Sure you can have fun with it—or else why do people pay for the comedy shows and those comedy channels? You can also use it to reduce tension, find a great bargain, and keep your children in their seats…you name it!
There are a thousand and one uses of humor, and they always (supposedly) lead to an ultimate goal—laughter.
Laughter is powerful—much more powerful than most people have ever imagined… and will ever know.
Let me explain.
Human beings have an obsessive desire to remain consistent. It is psychologically impossible to dislike the person who has already made you laugh genuinely for more than 5 times, because humans can’t handle the incongruity between laughter (liking someone) and disliking someone.

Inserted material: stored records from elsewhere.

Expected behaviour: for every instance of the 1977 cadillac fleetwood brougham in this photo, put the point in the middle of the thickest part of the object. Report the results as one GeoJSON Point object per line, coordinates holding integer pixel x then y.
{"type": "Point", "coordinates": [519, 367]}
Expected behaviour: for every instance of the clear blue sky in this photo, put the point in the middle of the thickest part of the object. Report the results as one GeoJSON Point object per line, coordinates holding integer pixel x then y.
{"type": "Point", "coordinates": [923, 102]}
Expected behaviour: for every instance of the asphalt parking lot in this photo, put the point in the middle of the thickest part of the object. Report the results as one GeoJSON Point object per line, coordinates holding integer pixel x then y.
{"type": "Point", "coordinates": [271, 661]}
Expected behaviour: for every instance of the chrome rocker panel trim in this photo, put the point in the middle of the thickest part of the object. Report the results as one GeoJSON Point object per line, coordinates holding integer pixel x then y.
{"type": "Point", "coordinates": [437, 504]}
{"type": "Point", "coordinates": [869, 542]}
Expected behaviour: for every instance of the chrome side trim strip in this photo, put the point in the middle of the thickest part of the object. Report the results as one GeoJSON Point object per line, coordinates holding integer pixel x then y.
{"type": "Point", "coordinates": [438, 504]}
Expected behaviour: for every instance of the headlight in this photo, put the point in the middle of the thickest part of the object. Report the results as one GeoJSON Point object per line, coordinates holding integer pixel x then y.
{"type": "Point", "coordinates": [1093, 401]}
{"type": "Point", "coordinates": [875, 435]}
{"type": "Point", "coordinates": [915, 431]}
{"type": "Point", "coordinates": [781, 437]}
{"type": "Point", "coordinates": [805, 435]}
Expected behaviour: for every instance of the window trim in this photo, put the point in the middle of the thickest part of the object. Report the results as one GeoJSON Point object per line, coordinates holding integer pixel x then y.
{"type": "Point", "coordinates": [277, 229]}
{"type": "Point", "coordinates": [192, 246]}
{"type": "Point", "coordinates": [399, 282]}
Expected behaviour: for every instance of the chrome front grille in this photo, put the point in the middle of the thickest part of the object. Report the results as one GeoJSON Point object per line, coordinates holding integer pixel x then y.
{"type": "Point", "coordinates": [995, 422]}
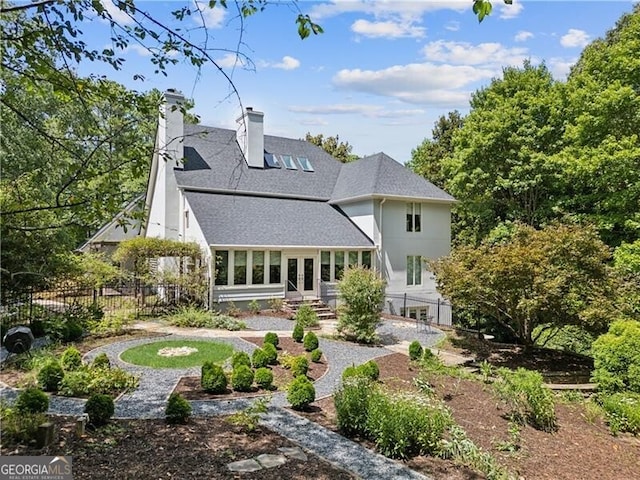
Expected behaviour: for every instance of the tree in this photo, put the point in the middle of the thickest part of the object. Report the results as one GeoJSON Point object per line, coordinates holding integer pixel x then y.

In other words, women tend to get closer to a guy who has consistently made them laugh! This not only occurs at a logical level (“oh, being with him gives me so much joy and I want more”), but also at a subconscious level (maintaining consistency). Once we were
made laugh by someone, it would be very inconsistent if we still maintained an antagonistic attitude towards that person.
Therefore, I use laughter to make women fall in love with me.
And the more women I could make laugh, the better I get.
But I realize that I can’t possibly make all the women in the world to fall in love with me. That’s why I wrote this book for you. That’s why I’ve decided to share my techniques of making women laugh.
I only have this one question for you: why must you learn to make women laugh? Since you’ve bought this book, you’ve made a commitment. And I made a commitment too—to make sure you get the most out of this book and completely transform you into a much
more humorous and attractive person.
Yeah I know being funny would be a nice quality to have. It would certainly benefit many aspects of your life, and blah, blah, blah…
But would it really matter if you stay the way you are? It’s nice to be humorous and all, but why can’t you settle for whom you are right now?
Maybe I sound crazy, but what I really want you to think about is this: is making women fall in love with you through laughter a must for you or a should?
We never achieve our shoulds. (“I should exercise more”, “I should stop watching TV now”, “I should improve my public speaking skills”…)
We only achieve our musts (“I must finish this project by Wednesday or I’ll be fired”, “I must leave now or I’ll miss my plane”…)
We all get what we must have.
So must you be a funny guy?
Intolerance of your present condition can ignite changes just as tolerance of your current conditions will prevent changes.